季刊絵本新聞「絵本とことば」よりほんの千夜一夜

2017.11.4ほんの千夜一夜

『ミッフィーからの贈り物』ディック・ブルーナ著 (講談社文庫・2015年刊)



ディック・ブルーナによる絵本「ミッフィー」シリーズは世界的に大人気の絵本ですが、1955年にオランダで出版された9年後に、どの国よりも早く『ちいさなうさこちゃん』という題名で翻訳・出版された国が日本でした。

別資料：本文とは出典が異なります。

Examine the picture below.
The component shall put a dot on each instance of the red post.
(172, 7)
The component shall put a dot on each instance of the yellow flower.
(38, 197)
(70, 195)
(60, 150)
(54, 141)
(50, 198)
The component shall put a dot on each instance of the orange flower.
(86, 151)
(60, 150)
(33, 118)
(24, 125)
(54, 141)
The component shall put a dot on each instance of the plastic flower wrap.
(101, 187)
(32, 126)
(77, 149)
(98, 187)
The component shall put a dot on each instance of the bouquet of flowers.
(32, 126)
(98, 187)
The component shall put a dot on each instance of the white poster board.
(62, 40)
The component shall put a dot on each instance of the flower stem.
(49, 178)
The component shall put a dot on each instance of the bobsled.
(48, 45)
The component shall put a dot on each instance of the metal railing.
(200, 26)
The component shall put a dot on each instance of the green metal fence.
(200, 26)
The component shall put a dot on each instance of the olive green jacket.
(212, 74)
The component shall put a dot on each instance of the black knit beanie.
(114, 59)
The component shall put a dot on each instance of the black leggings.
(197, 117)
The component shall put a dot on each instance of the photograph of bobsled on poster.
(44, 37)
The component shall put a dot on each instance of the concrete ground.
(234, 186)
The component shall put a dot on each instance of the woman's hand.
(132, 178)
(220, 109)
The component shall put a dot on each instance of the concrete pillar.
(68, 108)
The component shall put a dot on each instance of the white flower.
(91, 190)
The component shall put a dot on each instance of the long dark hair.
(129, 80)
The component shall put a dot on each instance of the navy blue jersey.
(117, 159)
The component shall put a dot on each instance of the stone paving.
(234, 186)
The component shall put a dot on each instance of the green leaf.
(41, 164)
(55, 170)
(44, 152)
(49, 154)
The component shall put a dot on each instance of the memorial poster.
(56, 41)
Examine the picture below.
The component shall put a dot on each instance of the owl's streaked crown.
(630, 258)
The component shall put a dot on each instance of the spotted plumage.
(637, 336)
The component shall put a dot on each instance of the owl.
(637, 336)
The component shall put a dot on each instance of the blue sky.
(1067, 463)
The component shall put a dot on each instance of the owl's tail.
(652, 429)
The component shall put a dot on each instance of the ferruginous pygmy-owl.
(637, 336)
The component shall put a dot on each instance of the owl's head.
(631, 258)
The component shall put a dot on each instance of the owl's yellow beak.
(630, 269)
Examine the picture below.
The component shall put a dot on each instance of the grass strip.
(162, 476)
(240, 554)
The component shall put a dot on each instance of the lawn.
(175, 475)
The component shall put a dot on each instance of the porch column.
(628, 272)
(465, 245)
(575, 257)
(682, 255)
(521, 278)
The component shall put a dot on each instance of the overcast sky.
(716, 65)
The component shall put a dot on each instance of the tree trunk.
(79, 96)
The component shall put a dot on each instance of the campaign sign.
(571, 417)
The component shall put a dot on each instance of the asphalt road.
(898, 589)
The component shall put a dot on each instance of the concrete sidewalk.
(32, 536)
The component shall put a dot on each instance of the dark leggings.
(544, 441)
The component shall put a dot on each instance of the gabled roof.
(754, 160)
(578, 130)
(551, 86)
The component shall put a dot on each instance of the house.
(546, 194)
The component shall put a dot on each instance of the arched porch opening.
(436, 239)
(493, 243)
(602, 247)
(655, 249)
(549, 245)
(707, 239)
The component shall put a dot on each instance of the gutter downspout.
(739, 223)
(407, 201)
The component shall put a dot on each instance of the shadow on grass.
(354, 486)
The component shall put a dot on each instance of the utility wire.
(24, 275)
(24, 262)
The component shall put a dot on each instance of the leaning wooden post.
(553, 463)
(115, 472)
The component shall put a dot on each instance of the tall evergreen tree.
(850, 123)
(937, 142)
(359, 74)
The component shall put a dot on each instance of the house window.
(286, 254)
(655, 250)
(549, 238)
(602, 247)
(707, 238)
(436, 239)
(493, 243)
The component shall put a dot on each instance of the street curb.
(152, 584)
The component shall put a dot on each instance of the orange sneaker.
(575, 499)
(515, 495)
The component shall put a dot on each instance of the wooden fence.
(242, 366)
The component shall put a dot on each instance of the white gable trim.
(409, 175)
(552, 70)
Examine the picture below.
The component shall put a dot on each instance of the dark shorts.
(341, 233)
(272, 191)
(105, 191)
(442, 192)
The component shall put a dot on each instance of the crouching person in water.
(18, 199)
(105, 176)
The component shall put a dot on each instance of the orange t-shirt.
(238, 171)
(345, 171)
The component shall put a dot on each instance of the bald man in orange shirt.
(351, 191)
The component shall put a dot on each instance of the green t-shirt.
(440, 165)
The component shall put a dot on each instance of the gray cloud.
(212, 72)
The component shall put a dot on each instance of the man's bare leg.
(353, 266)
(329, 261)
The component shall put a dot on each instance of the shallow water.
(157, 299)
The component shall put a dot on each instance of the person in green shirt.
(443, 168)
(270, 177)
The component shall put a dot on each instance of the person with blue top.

実は、ご自身もうさぎ年生まれで、小さな頃から1日1枚ずつ絵を描くことを心がけていたというブルーナ。
本書は、そんな彼の生涯と作品のひみつがわかる、初めてのインタビュー集です。
ブルーナは毎日、自宅から自転車でスタジオに通い、絵本づくりに取り組んでいました。
「私のことが書かれたこの本が、あなた自身の夢を実現させる役に立つよう、願っています」と冒頭に記されたこの本は、ひとつのことを追い続けて偉業を成し遂げた絵本作家の人生から学ぶことができる一冊です。

加藤映子 大坂女学院大学・短期大学 学長
大阪女学院短期大学卒業後、大阪YMCA勤務を経て、ボストン大学・ハーバード大学教育学大学院に学ぶ。ハーバード大学で教育学修士・教育学博士を取得。専門分野は言語習得・言語と文化・コンピュータを利用した教育。絵本読み聞かせ場面における母子のやりとりなど、「子どもとことば」を現在の研究課題としている。